The Entrepreneurial Spirit is Surging

Mark Twain said, “The secret to getting ahead is getting started,” and new research shows a growing number of Americans are willing to take that risky plunge of starting a business.

The report by the Economic Innovation Group found that, “Over the first six months of 2023, applications to start a business likely to hire employees outpaced last year’s first half-year amount by more than seven percent.” The U.S. is headed for a near-record in annual startups.

Startups dropped off significantly during the pandemic. However, the research reveals a post-pandemic surge in new business applications that has continued into this year, fueling economic growth. “Startups and young companies—particularly those likely to hire employees—play an outsized role in job creation and wage growth.”

Nearly every major industry sector has seen growth in new business ventures in the last year. The biggest increases were in health care and social assistance, followed by accommodation and food services, retail trade and construction.

However, the report does not include closings that occurred during the same period. “It remains to be seen what share of these applications for news businesses have off-setting firm closures elsewhere in the data, as economic activity adapts to different business models or reallocates to new locations,” the report said.

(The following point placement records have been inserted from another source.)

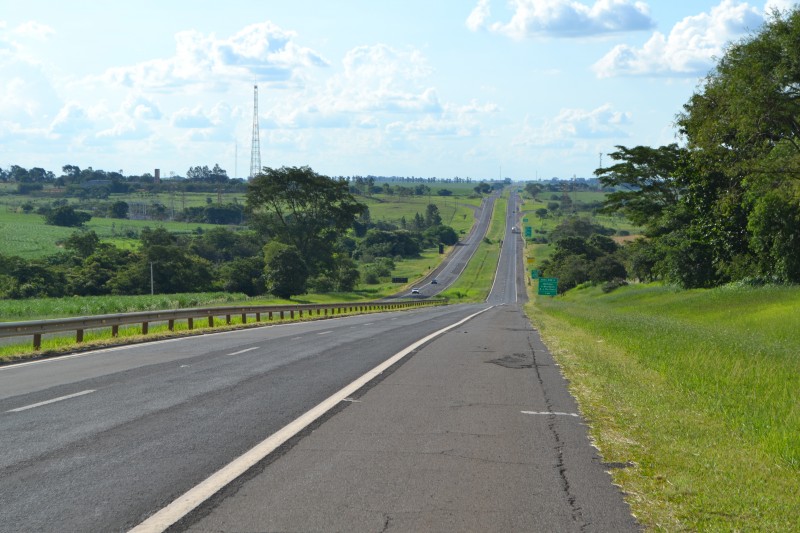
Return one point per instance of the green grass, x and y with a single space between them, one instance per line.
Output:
42 308
29 237
476 281
699 390
454 210
98 338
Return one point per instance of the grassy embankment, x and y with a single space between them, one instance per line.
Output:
698 390
475 282
455 211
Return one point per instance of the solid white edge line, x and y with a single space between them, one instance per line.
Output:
54 400
244 351
549 413
188 501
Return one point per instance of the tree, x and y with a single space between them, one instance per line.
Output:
66 216
644 181
285 272
432 216
119 209
82 243
297 206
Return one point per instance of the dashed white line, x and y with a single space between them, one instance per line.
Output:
181 506
245 350
59 399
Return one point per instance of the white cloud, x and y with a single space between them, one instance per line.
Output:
35 30
571 125
478 17
564 18
262 50
780 5
72 119
690 47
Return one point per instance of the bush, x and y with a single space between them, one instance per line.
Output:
613 285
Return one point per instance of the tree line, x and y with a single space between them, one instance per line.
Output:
724 205
305 232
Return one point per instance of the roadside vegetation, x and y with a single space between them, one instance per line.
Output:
687 365
289 232
476 281
695 390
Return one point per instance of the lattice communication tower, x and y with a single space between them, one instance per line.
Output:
255 151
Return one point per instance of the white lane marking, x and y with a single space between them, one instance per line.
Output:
54 400
185 503
245 350
549 413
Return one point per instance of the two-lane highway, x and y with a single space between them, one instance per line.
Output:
99 441
473 429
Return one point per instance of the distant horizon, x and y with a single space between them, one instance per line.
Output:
478 88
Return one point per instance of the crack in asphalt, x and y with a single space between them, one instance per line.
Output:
561 467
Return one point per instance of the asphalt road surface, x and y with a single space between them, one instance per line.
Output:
472 430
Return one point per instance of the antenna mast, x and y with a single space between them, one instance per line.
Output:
255 152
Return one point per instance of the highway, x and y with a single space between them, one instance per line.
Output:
471 430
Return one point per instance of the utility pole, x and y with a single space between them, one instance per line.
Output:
255 148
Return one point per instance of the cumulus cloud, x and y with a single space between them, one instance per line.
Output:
35 30
571 125
263 50
564 18
690 47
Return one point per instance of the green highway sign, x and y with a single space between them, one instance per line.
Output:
548 286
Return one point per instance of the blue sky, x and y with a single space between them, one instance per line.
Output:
468 88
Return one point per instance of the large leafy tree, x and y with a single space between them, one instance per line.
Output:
309 211
644 181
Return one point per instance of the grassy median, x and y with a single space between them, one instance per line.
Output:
698 391
476 281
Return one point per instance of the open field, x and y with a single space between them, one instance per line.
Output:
26 235
695 391
29 237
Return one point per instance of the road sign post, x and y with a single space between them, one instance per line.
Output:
548 286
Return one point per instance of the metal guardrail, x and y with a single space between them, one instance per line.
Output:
79 324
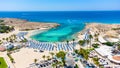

The greatest growth was in southern and western states. Economic Innovation Group explained that one of the reasons is that new business likes to be where business already exists and where there are lots of workers. However, the researchers are also seeing a trend in business formation in some non-traditional areas—rural counties with low populations.

West Virginia’s top growth county for business applications was Berkeley. The eastern panhandle county saw the number of applications rise from 747 in 2019 to 1,322 in 2022. That’s an increase of 77 percent!

Several small West Virginia counties saw an even larger percent increase—Hardy County, for example, at 94 percent over the three year period—but the number of annual business applications rose from only 64 to 124.

Of course, the great unknown is how many of these new businesses will make it and become economically significant in their communities. The U.S. Chamber of Commerce, citing statistics from the Bureau of Labor Statistics, reports that 18 percent of small businesses fail within the first year and 50 percent fail after ten years.

But despite those sobering odds, the entrepreneurial spirit is alive and well. The numbers from the Economic Innovation Group offer “proof that the startup surge is real.”